The railroad moved key raw materials: copper from mines near Cleveland, Tennessee, salt from Saltville, Virginia, and saltpeter from caves throughout the region. A large lead mine was located in Wythe County, Virginia, south of Wytheville in Austinville. Almost all of the domestically–produced lead used by the Confederacy for bullets came from this mine, and it produced at least one third of the lead used by the Confederate Army. Union forces finally captured much of the railroad and destroyed tracks and rolling stock in late 1864, although service was periodically interrupted by a series of cavalry raids earlier in the war.

==The Mahone years==

After the war, the road was rebuilt and came under the control of former Confederate general William Mahone, who was already leading the Southside Railroad and the Norfolk and Petersburg Railroad. He was named president of the V&T by the end of 1867. Mahone desired to consolidate the three roads and build further west, and he worked for several years lobbying to get the needed legislation through the Virginia General Assembly.
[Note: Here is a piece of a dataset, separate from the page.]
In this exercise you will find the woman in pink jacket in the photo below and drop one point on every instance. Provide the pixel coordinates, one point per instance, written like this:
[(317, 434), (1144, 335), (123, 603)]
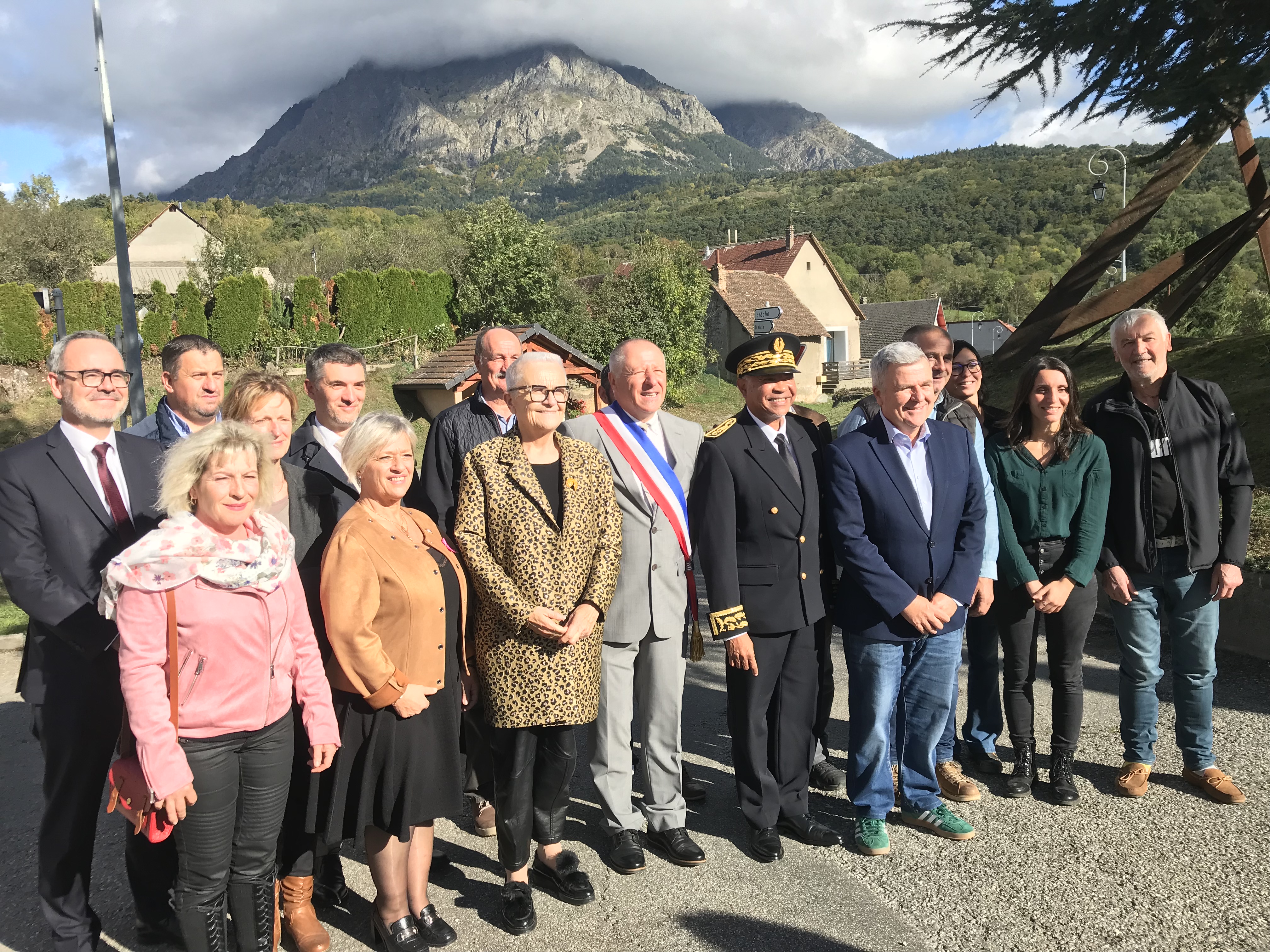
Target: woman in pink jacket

In 1870, it became part of Mahone's Atlantic, Mississippi and Ohio Railroad. The letters A, M & O were said to stand for "All Mine and Otelia's." The Mahones lived in Lynchburg during this time, but moved to Petersburg in or before 1880.

The A, M & O was initially profitable, but fell victim to the Financial Panic of 1873, like many other southern railroads. Mahone was initially able to placate the English and Scottish bondholders, but the relationship soured in 1875. After several years of operating under receiverships, Mahone's role as a railroad builder ended in 1881 when Northern interests purchased the A, M, & O and renamed it Norfolk and Western.

Mahone was able to arrange for a portion of the state's proceeds of the sale to help found a school to prepare teachers to help educate black children and former slaves. The Virginia Normal and Collegiate Institute near Petersburg was forerunner of Virginia State College, which expanded to become Virginia State University.

==20th Century and modern==

Norfolk & Western Railway (N&W) was expanded west into the coalfields and eventually into a much larger system. One hundred years later, the N&W was combined with the Southern Railway, another profitable carrier, to form Norfolk Southern Corporation (NS) in 1982.

Today, much of the former Virginia and Tennessee Railroad remains in service for Norfolk Southern (NS). The Fortune 500 company, headquartered in Norfolk, transports bituminous coal, intermodal freight transport/shipping containers, automobile parts and completed vehicles, and other commodities in the 21st century global transportation markets.